Only after placing failures and successes on the national scales can we see the road ahead and decide whether we will choose to continue on the hard road of continued struggle to form a more perfect union or be content with the smooth road of just getting along.

Not only is our government now almost totally focused on the thousands of particular industries, companies, interest groups and their narrow agendas, an iron-clad, copper- riveted link has also been forged connecting attention to those agendas with the staggering sums of money contributed by those interest groups to election campaigns for president, the Senate, and the House of Representatives. Much like efficient plumbing, American politics is becoming a closed system. And the realization of how destructive that closed system is has led to the rise of Tea Partiers and Occupiers alike.

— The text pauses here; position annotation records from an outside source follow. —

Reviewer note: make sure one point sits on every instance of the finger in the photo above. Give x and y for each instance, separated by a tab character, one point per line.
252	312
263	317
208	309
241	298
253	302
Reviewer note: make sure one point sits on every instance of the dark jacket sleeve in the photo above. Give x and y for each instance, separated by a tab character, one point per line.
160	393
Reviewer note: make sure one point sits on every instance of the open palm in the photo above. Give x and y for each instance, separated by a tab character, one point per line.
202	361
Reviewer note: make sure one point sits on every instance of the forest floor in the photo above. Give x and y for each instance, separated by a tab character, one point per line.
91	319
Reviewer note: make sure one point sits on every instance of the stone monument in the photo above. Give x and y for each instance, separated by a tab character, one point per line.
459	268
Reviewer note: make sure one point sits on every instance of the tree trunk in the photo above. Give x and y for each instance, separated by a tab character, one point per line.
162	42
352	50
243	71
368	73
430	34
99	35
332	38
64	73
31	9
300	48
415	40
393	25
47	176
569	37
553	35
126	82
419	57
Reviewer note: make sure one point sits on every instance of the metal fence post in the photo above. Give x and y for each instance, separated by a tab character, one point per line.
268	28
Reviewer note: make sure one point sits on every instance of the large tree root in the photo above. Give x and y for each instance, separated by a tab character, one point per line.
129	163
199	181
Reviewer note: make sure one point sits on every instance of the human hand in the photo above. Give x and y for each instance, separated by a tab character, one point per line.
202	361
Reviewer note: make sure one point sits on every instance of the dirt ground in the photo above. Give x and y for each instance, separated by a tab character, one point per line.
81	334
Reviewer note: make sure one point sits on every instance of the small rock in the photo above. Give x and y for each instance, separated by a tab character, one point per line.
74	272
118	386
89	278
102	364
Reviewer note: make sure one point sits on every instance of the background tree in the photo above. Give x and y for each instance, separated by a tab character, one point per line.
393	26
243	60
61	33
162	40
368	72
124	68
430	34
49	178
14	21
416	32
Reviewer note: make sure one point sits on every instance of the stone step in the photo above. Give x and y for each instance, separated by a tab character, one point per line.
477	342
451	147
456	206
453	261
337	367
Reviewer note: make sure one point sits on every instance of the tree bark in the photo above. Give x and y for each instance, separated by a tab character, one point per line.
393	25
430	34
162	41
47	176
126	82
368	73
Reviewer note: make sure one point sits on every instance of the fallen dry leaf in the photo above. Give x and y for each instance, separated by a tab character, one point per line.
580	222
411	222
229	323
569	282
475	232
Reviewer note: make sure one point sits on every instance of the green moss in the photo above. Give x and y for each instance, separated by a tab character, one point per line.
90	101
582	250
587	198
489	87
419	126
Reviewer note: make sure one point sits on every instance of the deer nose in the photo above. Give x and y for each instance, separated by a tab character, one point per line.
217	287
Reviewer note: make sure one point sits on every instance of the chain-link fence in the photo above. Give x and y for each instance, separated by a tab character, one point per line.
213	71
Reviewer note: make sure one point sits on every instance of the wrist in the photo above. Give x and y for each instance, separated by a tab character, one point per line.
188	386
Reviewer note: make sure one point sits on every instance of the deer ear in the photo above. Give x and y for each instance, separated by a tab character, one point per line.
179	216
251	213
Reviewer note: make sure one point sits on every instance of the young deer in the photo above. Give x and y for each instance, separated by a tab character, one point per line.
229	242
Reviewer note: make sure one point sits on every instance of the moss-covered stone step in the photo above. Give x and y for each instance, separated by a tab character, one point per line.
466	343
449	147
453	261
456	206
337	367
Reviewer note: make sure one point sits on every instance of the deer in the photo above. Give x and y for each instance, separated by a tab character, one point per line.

Everyday citizens, even those who pay dues to one or more of the national groups that hire expensive lobbyists, shake their heads with wonder and disgust at the conspicuousness of the system’s corruption and the equation of successful manipulation of the laws with staggeringly expensive and unrewarding political campaigns. How airtight this system has become and how closed to sunlight’s disinfectant is measured by the hundreds of former members of Congress and the thousands of their staff now enriching themselves at the lobbyists’ trough.
It is a national shame and it is, to employ a much misused term, a scandal.

The founders’ ideal of the disinterested legislator and executive will never be reestablished until this closed political plumbing system is totally replaced. Until then, our national spirit will be strangled by this legalized corruption. And their reference to “disinterested” does not mean uninterested. They meant having no personal interest in a policy or legislative outcome. Today, there is too little distance between a legislator’s votes and his or her complex personal and financial interests, including future employment in the vast lobbying empire.

And, despite the progress in governmental transparency, recent political maneuvering, especially the Supreme Court’s Citizens United v. Federal Election Commission decision, is now cloaking money in politics under new clouds of secrecy. Our  systems of government, including  proceedings in the House and Senate and in their committees, may be more open and visible, but how those elected to the Congress finance their campaigns is now more opaque, mysterious, and easily manipulated.

Until we have the courage to punish the corrupt and rid ourselves of a system that entwines interest groups, the lobbying octopus, and campaign coffers, we will continue to fall far short of our national expectations and promise, and our government will be corrupt and corrupted.